Tuning a curved water-jet collector for efficient, low-disturbance nodule pickup

Title: Experimental study and parameter optimization of Coandă-effect-based collector of deep-sea polymetallic nodule.
Author / Sponsor: Qiang Yang; Dingbang Wei; Jianxin Xia; Guangzhi Liu. Affiliations: School of Ocean Sciences, CUGB; Ministry of Education Key Laboratory of Polar Geology and Marine Mineral Resources (CUGB); Beijing Institute of Exploration Engineering.
Date: February 2025
Report Length: 15 pages
BLUF: Using response-surface methodology in a controlled tank, the study links five operating inputs of a Coandă-effect collector to pickup efficiency, sediment disturbance, and an energy metric per meter.
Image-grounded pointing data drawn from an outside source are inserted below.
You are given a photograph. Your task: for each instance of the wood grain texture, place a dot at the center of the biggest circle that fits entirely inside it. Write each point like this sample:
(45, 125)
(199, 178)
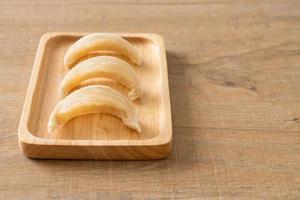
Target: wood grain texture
(234, 83)
(97, 136)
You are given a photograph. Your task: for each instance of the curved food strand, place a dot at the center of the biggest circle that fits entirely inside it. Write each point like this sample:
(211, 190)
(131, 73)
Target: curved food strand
(102, 66)
(94, 99)
(100, 42)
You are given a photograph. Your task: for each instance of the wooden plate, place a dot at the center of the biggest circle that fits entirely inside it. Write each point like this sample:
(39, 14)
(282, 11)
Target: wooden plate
(97, 136)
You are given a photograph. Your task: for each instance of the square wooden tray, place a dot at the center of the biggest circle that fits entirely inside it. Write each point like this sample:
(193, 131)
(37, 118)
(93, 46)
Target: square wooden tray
(97, 136)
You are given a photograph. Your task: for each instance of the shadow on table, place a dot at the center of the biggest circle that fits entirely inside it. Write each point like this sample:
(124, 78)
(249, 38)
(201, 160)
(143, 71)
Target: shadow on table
(184, 147)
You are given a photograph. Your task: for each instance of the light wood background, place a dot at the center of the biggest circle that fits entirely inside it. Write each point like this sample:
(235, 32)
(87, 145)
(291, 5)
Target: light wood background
(234, 73)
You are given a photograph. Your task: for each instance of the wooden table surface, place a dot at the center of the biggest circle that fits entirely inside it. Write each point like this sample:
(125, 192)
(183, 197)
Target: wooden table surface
(234, 74)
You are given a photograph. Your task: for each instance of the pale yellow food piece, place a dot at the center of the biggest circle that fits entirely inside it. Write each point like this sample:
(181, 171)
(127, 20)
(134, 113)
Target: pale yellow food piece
(102, 66)
(100, 42)
(94, 99)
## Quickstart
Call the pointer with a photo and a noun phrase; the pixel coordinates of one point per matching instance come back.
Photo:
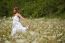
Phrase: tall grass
(42, 30)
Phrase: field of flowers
(41, 30)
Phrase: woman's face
(14, 11)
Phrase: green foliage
(42, 30)
(34, 8)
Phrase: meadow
(41, 30)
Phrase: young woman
(16, 25)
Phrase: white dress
(17, 26)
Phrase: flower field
(41, 30)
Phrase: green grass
(41, 30)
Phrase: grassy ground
(41, 30)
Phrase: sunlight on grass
(42, 30)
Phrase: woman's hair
(16, 10)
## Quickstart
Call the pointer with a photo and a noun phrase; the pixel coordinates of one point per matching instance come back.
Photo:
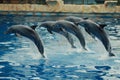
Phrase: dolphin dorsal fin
(18, 35)
(102, 25)
(33, 26)
(85, 18)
A validated setting in the tested space achieved 90.00 percent pickup with a disturbance cross-section of 22.53 cm² and an equivalent power of 16.98 kW·s·m⁻¹.
A Coandă collector directs a high-speed wall jet along a curved surface so the flow adheres and draws nodules into a suction duct. The facility comprises a test tank and a sediment tank with a motion device, pumps, a nodule board for pickup tests, and a sediment trough for erosion measurements. The test sequence sets water depth, executes either a pickup or erosion pass, then logs collected nodules, power, and erosion geometry. Figure 1 is a clear schematic of this setup and helps readers visualize how the nodule board and sediment trough sit on opposite sides of the tank.
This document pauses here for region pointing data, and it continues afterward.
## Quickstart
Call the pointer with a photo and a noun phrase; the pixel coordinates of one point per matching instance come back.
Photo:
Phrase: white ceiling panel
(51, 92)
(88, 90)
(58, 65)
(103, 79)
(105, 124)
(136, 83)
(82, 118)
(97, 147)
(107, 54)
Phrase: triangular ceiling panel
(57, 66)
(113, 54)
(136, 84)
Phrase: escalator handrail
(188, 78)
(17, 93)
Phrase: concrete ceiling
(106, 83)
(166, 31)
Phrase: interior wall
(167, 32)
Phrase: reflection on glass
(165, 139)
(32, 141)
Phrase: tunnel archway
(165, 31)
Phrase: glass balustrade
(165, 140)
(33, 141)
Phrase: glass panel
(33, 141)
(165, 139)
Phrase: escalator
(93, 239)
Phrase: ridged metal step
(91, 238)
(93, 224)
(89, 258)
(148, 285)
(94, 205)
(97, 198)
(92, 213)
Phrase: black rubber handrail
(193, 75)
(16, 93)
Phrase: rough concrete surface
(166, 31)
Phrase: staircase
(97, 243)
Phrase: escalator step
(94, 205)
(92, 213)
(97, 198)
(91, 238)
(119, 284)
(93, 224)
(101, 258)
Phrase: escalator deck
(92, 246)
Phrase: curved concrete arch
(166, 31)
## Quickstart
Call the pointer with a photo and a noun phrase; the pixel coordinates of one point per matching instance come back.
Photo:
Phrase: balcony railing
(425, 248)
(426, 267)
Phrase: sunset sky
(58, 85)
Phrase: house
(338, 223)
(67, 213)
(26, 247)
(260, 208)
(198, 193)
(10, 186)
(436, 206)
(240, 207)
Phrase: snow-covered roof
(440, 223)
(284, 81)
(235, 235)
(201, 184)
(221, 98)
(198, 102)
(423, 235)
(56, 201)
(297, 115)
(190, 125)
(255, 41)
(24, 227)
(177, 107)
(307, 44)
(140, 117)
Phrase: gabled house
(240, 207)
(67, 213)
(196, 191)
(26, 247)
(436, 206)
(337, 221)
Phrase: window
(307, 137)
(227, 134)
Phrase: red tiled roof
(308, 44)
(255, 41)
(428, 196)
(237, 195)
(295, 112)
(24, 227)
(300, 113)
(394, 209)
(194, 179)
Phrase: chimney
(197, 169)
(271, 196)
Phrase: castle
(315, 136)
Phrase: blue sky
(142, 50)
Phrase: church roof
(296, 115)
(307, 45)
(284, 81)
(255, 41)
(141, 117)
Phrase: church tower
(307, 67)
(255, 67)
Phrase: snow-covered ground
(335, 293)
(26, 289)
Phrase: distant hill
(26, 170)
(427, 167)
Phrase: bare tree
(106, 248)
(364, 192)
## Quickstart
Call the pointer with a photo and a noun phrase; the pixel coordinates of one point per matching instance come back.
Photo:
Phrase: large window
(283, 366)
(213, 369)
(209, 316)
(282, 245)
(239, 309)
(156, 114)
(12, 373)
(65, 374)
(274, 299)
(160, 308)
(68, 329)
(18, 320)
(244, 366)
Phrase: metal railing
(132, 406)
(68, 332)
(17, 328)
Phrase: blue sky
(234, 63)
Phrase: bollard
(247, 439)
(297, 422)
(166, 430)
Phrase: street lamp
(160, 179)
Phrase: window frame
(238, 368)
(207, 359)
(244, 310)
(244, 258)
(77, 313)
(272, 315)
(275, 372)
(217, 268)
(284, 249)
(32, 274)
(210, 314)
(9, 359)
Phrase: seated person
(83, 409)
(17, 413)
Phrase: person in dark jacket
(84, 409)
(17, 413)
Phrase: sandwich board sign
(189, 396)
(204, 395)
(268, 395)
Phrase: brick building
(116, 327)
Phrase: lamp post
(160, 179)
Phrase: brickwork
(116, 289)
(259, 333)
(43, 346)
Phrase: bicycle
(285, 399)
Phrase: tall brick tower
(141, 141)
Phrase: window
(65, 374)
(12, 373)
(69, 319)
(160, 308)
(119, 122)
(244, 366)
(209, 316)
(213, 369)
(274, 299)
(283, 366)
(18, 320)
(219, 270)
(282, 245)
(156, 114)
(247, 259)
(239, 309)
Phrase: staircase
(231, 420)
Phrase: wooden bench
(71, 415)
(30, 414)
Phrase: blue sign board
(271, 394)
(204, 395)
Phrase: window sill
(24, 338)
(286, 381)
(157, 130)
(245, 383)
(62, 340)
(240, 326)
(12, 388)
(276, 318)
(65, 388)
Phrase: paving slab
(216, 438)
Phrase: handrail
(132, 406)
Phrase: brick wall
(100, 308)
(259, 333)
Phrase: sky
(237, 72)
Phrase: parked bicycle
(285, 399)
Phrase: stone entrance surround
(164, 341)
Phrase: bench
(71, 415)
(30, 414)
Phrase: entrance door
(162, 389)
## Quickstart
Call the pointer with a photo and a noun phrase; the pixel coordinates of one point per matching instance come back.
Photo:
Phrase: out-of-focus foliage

The five inputs studied are jet angle, jet velocity, suction velocity, motion speed, and the height of the collector above the bottom. The ranges are 30-45 degrees for angle, 7-13 m s⁻¹ for jet velocity, 1.0-2.0 m s⁻¹ for suction velocity, 0.40-0.60 m s⁻¹ for motion speed, and 60–100 mm for height. A Box-Behnken plan with 46 runs captures linear, interaction, and quadratic effects so the response surfaces can be fit reliably.
The fitted models and the study’s conclusions identify which inputs most strongly influence each response within the tested space. For pickup efficiency, height above the bottom, suction, jet velocity, and jet angle have significant influence, while motion speed is not dominant. For disturbance area, height, angle, and suction are the key drivers. For equivalent power consumption, suction, motion speed, and height dominate. These rankings are consistent with the ANOVA summary presented in Table 5, which the paper uses to evaluate factor significance.

Under a desirability framework, the authors report and validate one operating point: 37.14 degrees jet angle, 1.48 m s⁻¹ suction velocity, 8.5 m s⁻¹ jet velocity, 0.55 m s⁻¹ motion speed, and 71.37 mm height above the bottom. At this setting the measured outcomes are 90.00 percent pickup, 22.53 cm² disturbance cross-section, and 16.98 kW·s·m⁻¹ equivalent power. The paper also classifies four observed nodule motion paths and notes that several validation indicators were not ideal, motivating further repeat testing.
By quantifying how angle, suction, jet speed, travel speed, and height trade off against pickup, disturbance, and energy, the study provides concrete operating targets for Coandă-based collectors that aim to raise recovery while managing energy and sediment effects.